I came up with following definition of algebra $A$ over a (non necessarily commutative) ring $R$ with $1$ and module over $A$.
Let $R$ be a commutative ring with $1$, and $A$ be a left $R$-module. If $A$ is also a ring such that $$(ra)b=r(ab)=a(rb)$$ for $r\in R$ and $a,b\in A$ then we call $A$ an $R$-algebra.
A left $R$-module $V$ is said to be an $A$-module if $V$ is a right $A$-module such that $$(rv)a=r(va)=v(ra)$$ for $r\in R$, $v\in V$ and $a\in A$.
My confusion is following:
While defining an algebra over $R$, it was considered as left $R$ module. Then while defining module over algebra $A$, it was taken to be right $A$-module (and $A$ is left $R$-module); why this mix-up of left-right is done? I don't understand its necessity.

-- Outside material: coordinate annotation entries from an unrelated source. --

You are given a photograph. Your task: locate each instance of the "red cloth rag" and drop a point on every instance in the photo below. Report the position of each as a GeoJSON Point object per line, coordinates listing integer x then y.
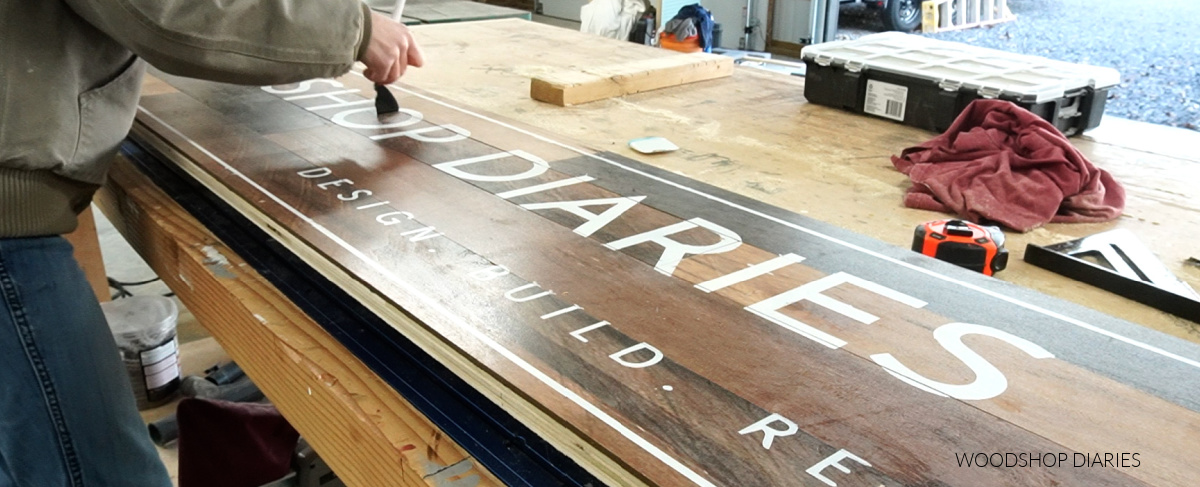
{"type": "Point", "coordinates": [232, 444]}
{"type": "Point", "coordinates": [1001, 163]}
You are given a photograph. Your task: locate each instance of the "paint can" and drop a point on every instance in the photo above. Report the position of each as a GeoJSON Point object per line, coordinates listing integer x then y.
{"type": "Point", "coordinates": [144, 330]}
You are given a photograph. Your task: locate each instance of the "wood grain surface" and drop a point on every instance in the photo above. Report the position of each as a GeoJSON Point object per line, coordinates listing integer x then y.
{"type": "Point", "coordinates": [666, 331]}
{"type": "Point", "coordinates": [265, 334]}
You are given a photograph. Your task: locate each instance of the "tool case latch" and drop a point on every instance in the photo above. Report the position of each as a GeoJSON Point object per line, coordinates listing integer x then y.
{"type": "Point", "coordinates": [989, 92]}
{"type": "Point", "coordinates": [949, 84]}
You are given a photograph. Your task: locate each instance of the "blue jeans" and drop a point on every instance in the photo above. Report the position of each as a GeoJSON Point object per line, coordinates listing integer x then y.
{"type": "Point", "coordinates": [67, 413]}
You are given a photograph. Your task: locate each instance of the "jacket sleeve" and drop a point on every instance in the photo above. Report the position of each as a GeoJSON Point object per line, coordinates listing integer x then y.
{"type": "Point", "coordinates": [238, 41]}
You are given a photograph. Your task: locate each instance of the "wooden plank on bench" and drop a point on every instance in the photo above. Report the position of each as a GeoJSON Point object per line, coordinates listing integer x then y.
{"type": "Point", "coordinates": [574, 86]}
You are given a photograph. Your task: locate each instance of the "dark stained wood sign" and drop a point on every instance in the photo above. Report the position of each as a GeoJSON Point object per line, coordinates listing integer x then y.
{"type": "Point", "coordinates": [691, 335]}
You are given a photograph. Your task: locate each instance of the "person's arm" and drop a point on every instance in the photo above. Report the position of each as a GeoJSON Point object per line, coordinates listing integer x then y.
{"type": "Point", "coordinates": [249, 41]}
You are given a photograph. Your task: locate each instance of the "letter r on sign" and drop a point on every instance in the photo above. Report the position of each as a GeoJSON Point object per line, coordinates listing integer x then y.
{"type": "Point", "coordinates": [769, 433]}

It may be possible to interpret this symbolic definitions (I mean equations) in terms of words which can make the definitions clear, but I was unable to write them. Can one clarify a little these definitions in some different words?
You're right: there is no real significance to specifying the side of an $R$ module when $R$ is commutative. Also, any left $A$ module is automatically a left/right module over $R$ too, so that you have another category of modules.
There are, however, cases where this is an important convention. Given any ring $R$ and left $R$ module $V$, let $E$ be the ring of $R$ linear endomorphisms of $V$. Then $V$ has a natural right $E$ module structure given by $ve:=e(v)$. Moreover, it is a bimodule structure: $r(ve)=(rv)e$ for all choices of $r\in R$, $v\in V$, $e\in E$.
Here it is impossible to drop the left/right specification. They have to live on opposite sides of the module so that they can commute with each other. However, you can do the same thing with a right $R$ module and the $R$ linear transformations written on the left, too.
This is done, for example, when proving the classical double commutator theorem. You can't call this $R$ algebras though: the axioms require $R$ to be commutative for that.